Each dataset module should implement these core functions:

from pathlib import Path
from typing import Dict
from beartype import beartype

@beartype
def download_my_dataset(output_dir: Path) -> Path:
    """Download dataset files.

    Args:
        output_dir: Directory where raw data will be saved

    Returns:
        Path to the downloaded data directory
    """
    # Implementation here
    pass

@beartype
def create_entity_id2name_my_dataset(raw_data_dir: Path, output_file: Path) -> Dict[str, str]:
    """Create entity ID to name mapping.

    Args:
        raw_data_dir: Directory containing raw dataset files
        output_file: Where to save the mapping JSON file

    Returns:
        Dictionary mapping entity IDs to names
    """
    # Implementation here
    pass

@beartype
def create_entity_id2description_my_dataset(raw_data_dir: Path, output_file: Path) -> Dict[str, str]:
    """Create entity ID to description mapping.

    Args:
        raw_data_dir: Directory containing raw dataset files
        output_file: Where to save the mapping JSON file

    Returns:
        Dictionary mapping entity IDs to descriptions
    """
    # Implementation here
    pass

@beartype
def create_relation_id2name_my_dataset(raw_data_dir: Path, output_file: Path) -> Dict[str, str]:
    """Create relation ID to name mapping.

    Args:
        raw_data_dir: Directory containing raw dataset files
        output_file: Where to save the mapping JSON file

    Returns:
        Dictionary mapping relation IDs to names
    """
    # Implementation here
    pass

Function Naming Convention

Functions should be named to clearly describe what they create:

  • create_entity_id2name_* - Creates entity ID to name mappings
  • create_entity_id2description_* - Creates entity ID to description mappings
  • create_relation_id2name_* - Creates relation ID to name mappings
  • download_* - Downloads raw dataset files

Adding CLI Commands

Update text_kgc_data/cli.py to add your dataset commands:

# Add imports
from text_kgc_data.datasets.my_dataset import (
    download_my_dataset,
    create_entity_id2name_my_dataset,
    create_entity_id2description_my_dataset,
    create_relation_id2name_my_dataset,
)

# Create subcommand app
my_dataset_app = typer.Typer(help="My Dataset processing commands")

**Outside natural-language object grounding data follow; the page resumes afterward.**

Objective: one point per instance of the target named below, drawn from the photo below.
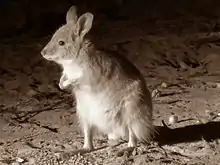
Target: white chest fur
(94, 108)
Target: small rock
(164, 85)
(173, 119)
(155, 93)
(218, 85)
(19, 160)
(31, 93)
(13, 84)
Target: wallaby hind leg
(132, 140)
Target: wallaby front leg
(88, 137)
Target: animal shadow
(209, 131)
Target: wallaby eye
(61, 43)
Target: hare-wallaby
(110, 92)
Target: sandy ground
(38, 122)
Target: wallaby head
(67, 41)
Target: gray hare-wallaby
(110, 92)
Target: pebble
(173, 119)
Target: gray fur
(110, 92)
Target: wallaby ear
(71, 15)
(84, 24)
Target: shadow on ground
(191, 133)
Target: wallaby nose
(43, 52)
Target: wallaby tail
(143, 129)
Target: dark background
(44, 16)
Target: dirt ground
(181, 64)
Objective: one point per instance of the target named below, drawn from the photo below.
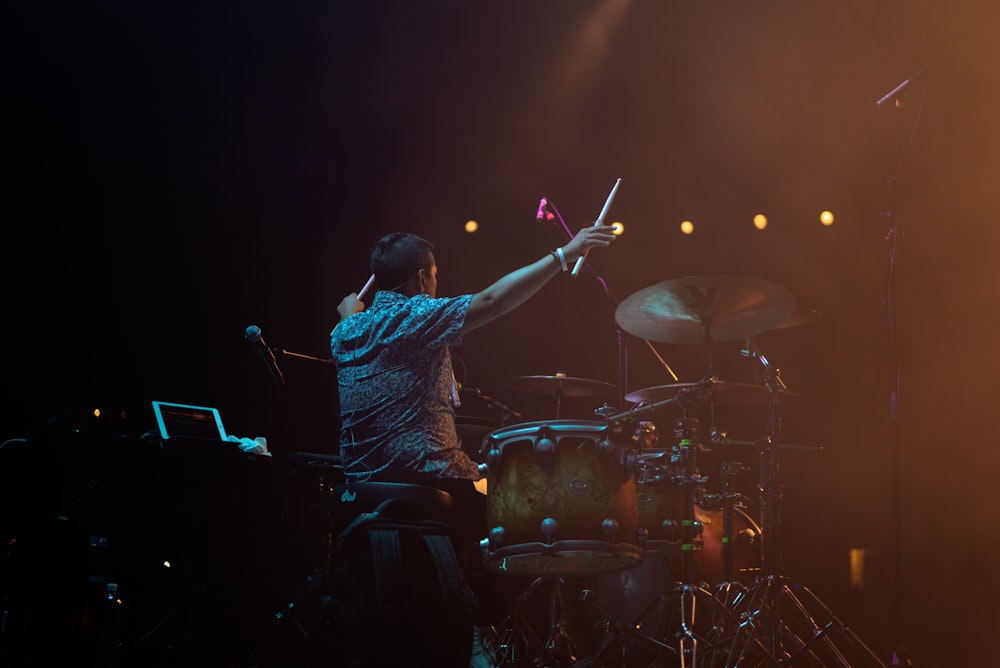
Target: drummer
(397, 389)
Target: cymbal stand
(796, 628)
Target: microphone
(253, 335)
(891, 95)
(542, 206)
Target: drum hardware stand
(724, 627)
(518, 643)
(787, 638)
(729, 502)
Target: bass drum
(562, 499)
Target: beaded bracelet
(559, 255)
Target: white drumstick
(598, 223)
(368, 286)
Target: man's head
(404, 263)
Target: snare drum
(562, 499)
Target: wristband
(562, 259)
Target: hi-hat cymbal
(716, 391)
(705, 309)
(563, 386)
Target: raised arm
(520, 285)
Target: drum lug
(549, 527)
(609, 527)
(497, 537)
(544, 445)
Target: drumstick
(368, 285)
(598, 223)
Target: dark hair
(399, 256)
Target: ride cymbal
(564, 386)
(705, 309)
(719, 392)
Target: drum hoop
(495, 442)
(557, 428)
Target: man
(397, 388)
(394, 361)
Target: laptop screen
(184, 421)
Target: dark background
(180, 171)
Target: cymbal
(705, 309)
(719, 392)
(563, 386)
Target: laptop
(184, 421)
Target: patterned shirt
(397, 420)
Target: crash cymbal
(559, 385)
(705, 309)
(717, 391)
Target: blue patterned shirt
(397, 419)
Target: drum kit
(610, 529)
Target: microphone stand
(288, 353)
(892, 237)
(622, 348)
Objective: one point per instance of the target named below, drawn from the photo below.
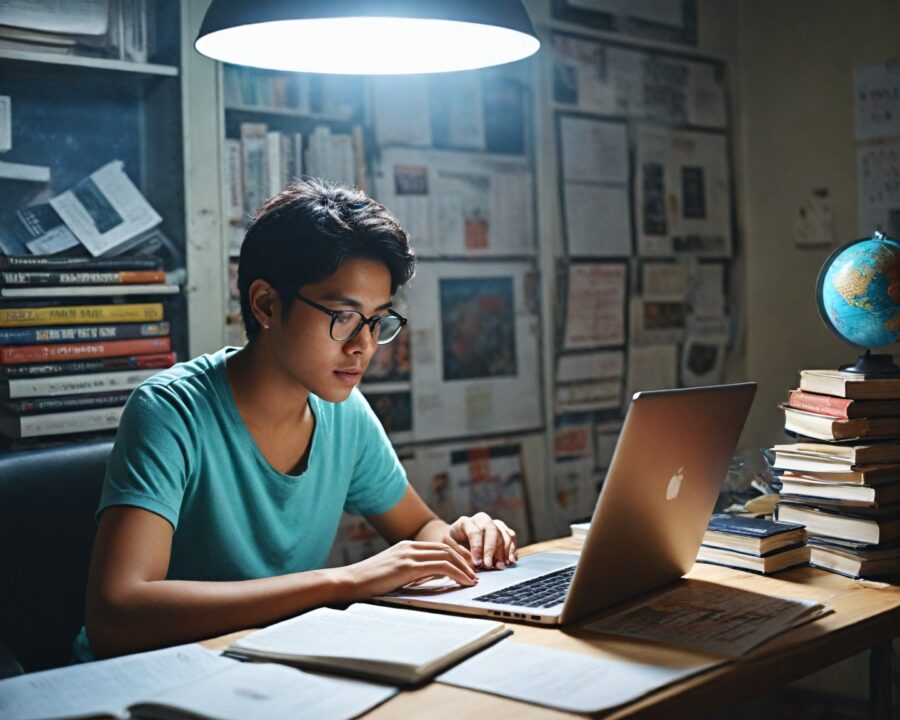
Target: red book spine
(822, 404)
(79, 351)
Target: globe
(858, 292)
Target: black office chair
(48, 498)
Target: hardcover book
(78, 367)
(752, 535)
(856, 527)
(863, 454)
(850, 385)
(18, 354)
(844, 408)
(80, 314)
(824, 427)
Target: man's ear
(264, 303)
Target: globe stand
(869, 364)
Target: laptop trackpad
(491, 580)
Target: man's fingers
(461, 549)
(509, 541)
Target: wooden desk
(866, 616)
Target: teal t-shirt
(183, 452)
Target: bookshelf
(74, 112)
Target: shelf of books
(841, 479)
(92, 223)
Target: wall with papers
(640, 139)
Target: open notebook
(397, 645)
(185, 683)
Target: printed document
(569, 681)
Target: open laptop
(665, 475)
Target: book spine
(47, 353)
(81, 314)
(123, 277)
(40, 405)
(76, 367)
(29, 263)
(28, 336)
(69, 422)
(107, 290)
(77, 384)
(821, 404)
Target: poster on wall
(682, 194)
(458, 204)
(876, 95)
(878, 179)
(595, 305)
(456, 480)
(474, 349)
(608, 79)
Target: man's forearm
(167, 612)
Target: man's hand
(491, 542)
(409, 561)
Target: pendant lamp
(367, 37)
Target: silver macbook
(665, 475)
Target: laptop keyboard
(544, 591)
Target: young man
(230, 472)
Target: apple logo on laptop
(675, 484)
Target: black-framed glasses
(346, 324)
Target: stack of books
(755, 544)
(844, 483)
(69, 354)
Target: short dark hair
(305, 233)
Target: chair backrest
(48, 498)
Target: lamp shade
(367, 37)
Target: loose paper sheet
(682, 194)
(589, 381)
(464, 479)
(272, 692)
(879, 189)
(565, 680)
(105, 209)
(595, 306)
(594, 150)
(105, 687)
(598, 220)
(402, 115)
(711, 618)
(474, 349)
(651, 367)
(876, 107)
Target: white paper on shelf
(76, 17)
(598, 220)
(594, 150)
(876, 106)
(569, 681)
(105, 687)
(112, 201)
(595, 306)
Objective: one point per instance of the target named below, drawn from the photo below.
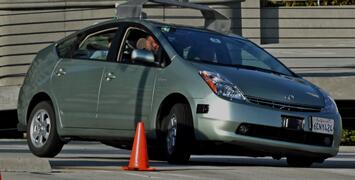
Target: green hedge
(348, 137)
(277, 3)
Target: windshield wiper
(256, 69)
(241, 66)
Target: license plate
(322, 125)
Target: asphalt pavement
(93, 160)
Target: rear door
(77, 77)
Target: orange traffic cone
(139, 155)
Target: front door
(127, 88)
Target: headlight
(330, 105)
(221, 86)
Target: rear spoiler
(213, 19)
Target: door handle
(60, 72)
(109, 76)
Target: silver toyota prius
(197, 91)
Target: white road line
(142, 175)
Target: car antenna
(213, 19)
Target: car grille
(282, 106)
(288, 135)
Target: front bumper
(224, 117)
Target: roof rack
(213, 19)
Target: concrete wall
(316, 42)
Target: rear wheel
(42, 136)
(178, 134)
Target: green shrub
(348, 137)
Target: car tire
(42, 137)
(299, 162)
(178, 134)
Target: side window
(139, 39)
(95, 46)
(65, 48)
(241, 55)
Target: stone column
(250, 26)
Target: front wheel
(299, 161)
(179, 134)
(42, 137)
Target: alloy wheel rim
(40, 128)
(171, 134)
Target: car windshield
(213, 48)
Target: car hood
(269, 86)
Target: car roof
(152, 23)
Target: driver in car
(149, 44)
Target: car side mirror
(144, 56)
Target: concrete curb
(20, 164)
(348, 149)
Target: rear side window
(95, 46)
(65, 48)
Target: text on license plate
(322, 125)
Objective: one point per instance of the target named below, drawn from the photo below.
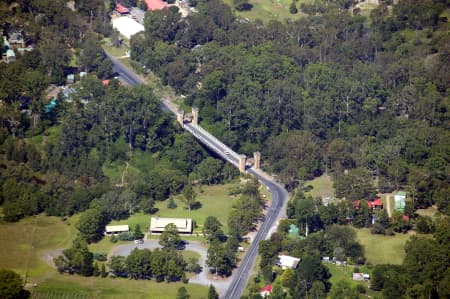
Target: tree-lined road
(279, 194)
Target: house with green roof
(399, 200)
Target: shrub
(389, 232)
(100, 256)
(361, 289)
(171, 204)
(377, 228)
(128, 236)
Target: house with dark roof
(156, 4)
(266, 291)
(10, 56)
(122, 9)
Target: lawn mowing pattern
(380, 249)
(57, 294)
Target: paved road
(279, 199)
(279, 194)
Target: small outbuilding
(157, 224)
(70, 79)
(361, 276)
(116, 229)
(10, 56)
(127, 26)
(286, 261)
(122, 9)
(156, 4)
(399, 200)
(266, 291)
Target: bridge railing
(224, 146)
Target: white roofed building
(116, 229)
(127, 26)
(184, 225)
(286, 261)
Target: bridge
(279, 194)
(214, 144)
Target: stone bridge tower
(257, 160)
(180, 117)
(242, 160)
(195, 115)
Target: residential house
(286, 261)
(399, 200)
(10, 56)
(156, 4)
(116, 229)
(157, 224)
(266, 291)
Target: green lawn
(381, 249)
(116, 52)
(340, 273)
(25, 242)
(138, 218)
(322, 187)
(430, 212)
(266, 10)
(65, 286)
(214, 200)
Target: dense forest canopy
(330, 92)
(334, 91)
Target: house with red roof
(266, 291)
(377, 203)
(122, 9)
(156, 4)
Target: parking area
(137, 15)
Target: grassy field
(267, 10)
(26, 244)
(430, 212)
(23, 245)
(214, 201)
(381, 249)
(340, 273)
(76, 287)
(322, 187)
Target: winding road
(279, 194)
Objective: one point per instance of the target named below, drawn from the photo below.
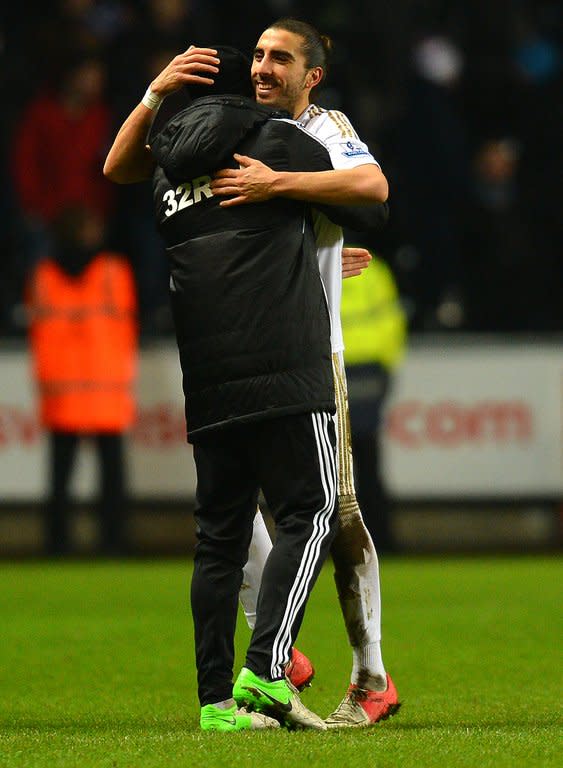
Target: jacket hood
(203, 137)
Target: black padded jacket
(248, 304)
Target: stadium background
(459, 101)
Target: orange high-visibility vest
(83, 334)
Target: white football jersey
(346, 151)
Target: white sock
(258, 552)
(367, 667)
(227, 704)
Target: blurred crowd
(460, 100)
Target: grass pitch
(96, 669)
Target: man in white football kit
(289, 60)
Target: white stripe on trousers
(311, 553)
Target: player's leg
(298, 479)
(260, 547)
(357, 581)
(227, 493)
(300, 670)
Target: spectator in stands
(58, 150)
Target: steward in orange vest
(83, 334)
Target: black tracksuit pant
(292, 460)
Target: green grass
(96, 669)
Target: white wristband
(152, 100)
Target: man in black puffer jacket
(254, 338)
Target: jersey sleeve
(309, 153)
(343, 143)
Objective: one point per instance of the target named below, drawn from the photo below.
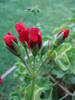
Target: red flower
(35, 37)
(66, 33)
(8, 38)
(22, 32)
(0, 81)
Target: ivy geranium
(48, 60)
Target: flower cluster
(32, 36)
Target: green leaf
(63, 62)
(58, 73)
(37, 92)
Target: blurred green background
(52, 14)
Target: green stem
(27, 55)
(28, 69)
(32, 89)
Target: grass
(52, 14)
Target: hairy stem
(32, 90)
(28, 69)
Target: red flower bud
(35, 37)
(66, 33)
(22, 32)
(9, 38)
(0, 81)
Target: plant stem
(28, 69)
(27, 55)
(32, 89)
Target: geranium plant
(48, 72)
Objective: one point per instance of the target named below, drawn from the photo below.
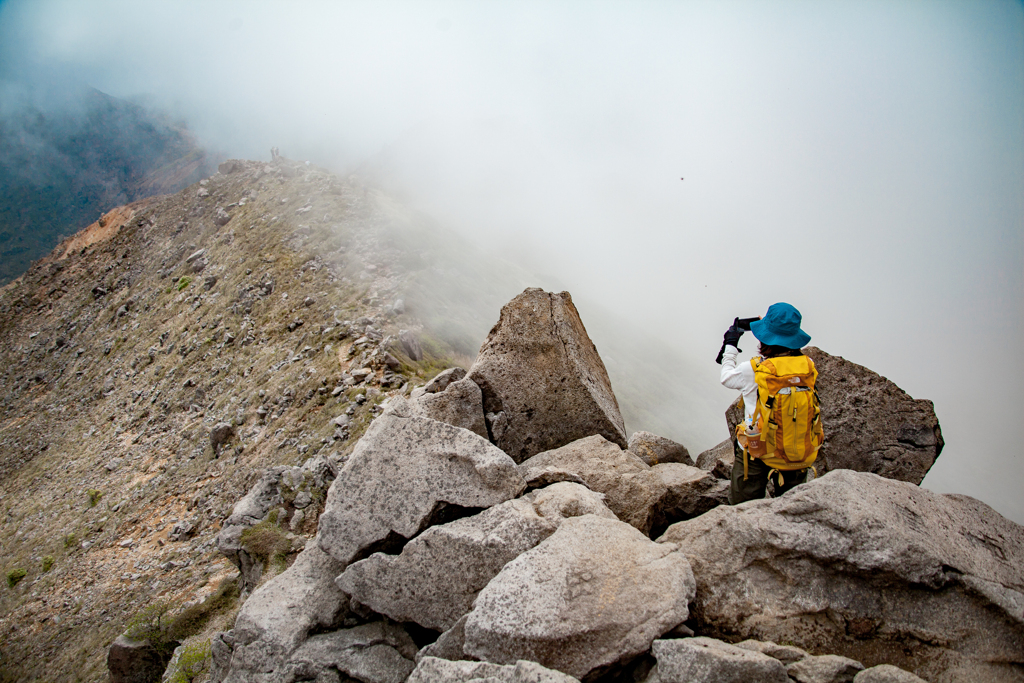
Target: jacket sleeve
(739, 377)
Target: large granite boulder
(593, 595)
(852, 563)
(407, 473)
(631, 488)
(653, 449)
(432, 670)
(544, 383)
(281, 614)
(438, 574)
(375, 652)
(459, 403)
(689, 492)
(710, 660)
(870, 424)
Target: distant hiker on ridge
(781, 430)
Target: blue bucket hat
(780, 327)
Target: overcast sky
(863, 161)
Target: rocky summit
(235, 452)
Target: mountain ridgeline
(64, 165)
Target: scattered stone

@my_dataset_app.command("download")
@beartype
def download_my_dataset_cli(
    output_dir: Path = typer.Argument(..., help="Output directory for raw data"),
) -> None:
    """Download My Dataset files."""
    result_dir = download_my_dataset(output_dir)
    typer.echo(f"Downloaded My Dataset to: {result_dir}")

# Add more commands...

# Register with main app
app.add_typer(my_dataset_app, name="my-dataset")

Updating Exports

Add your functions to text_kgc_data/__init__.py:

# Add to imports
from text_kgc_data.datasets.my_dataset import (
    download_my_dataset,
    create_entity_id2name_my_dataset,
    create_entity_id2description_my_dataset,
    create_relation_id2name_my_dataset,
)

# Add to __all__
__all__ = [
    # ... existing exports ...
    "download_my_dataset",
    "create_entity_id2name_my_dataset", 
    "create_entity_id2description_my_dataset",
    "create_relation_id2name_my_dataset",
]

Testing Your Dataset

You can test your dataset functions both programmatically and via CLI:

# Programmatic usage
from text_kgc_data import download_my_dataset, create_entity_id2name_my_dataset

data_dir = download_my_dataset(Path("./data"))
mappings = create_entity_id2name_my_dataset(data_dir, Path("./mappings.json"))
# CLI usage  
text-kgc my-dataset download ./data
text-kgc my-dataset create-entity-mappings ./data ./mappings.json

Example: Existing Datasets

Look at datasets/wn18rr.py and datasets/wikidata5m.py for complete examples of dataset implementations following this pattern.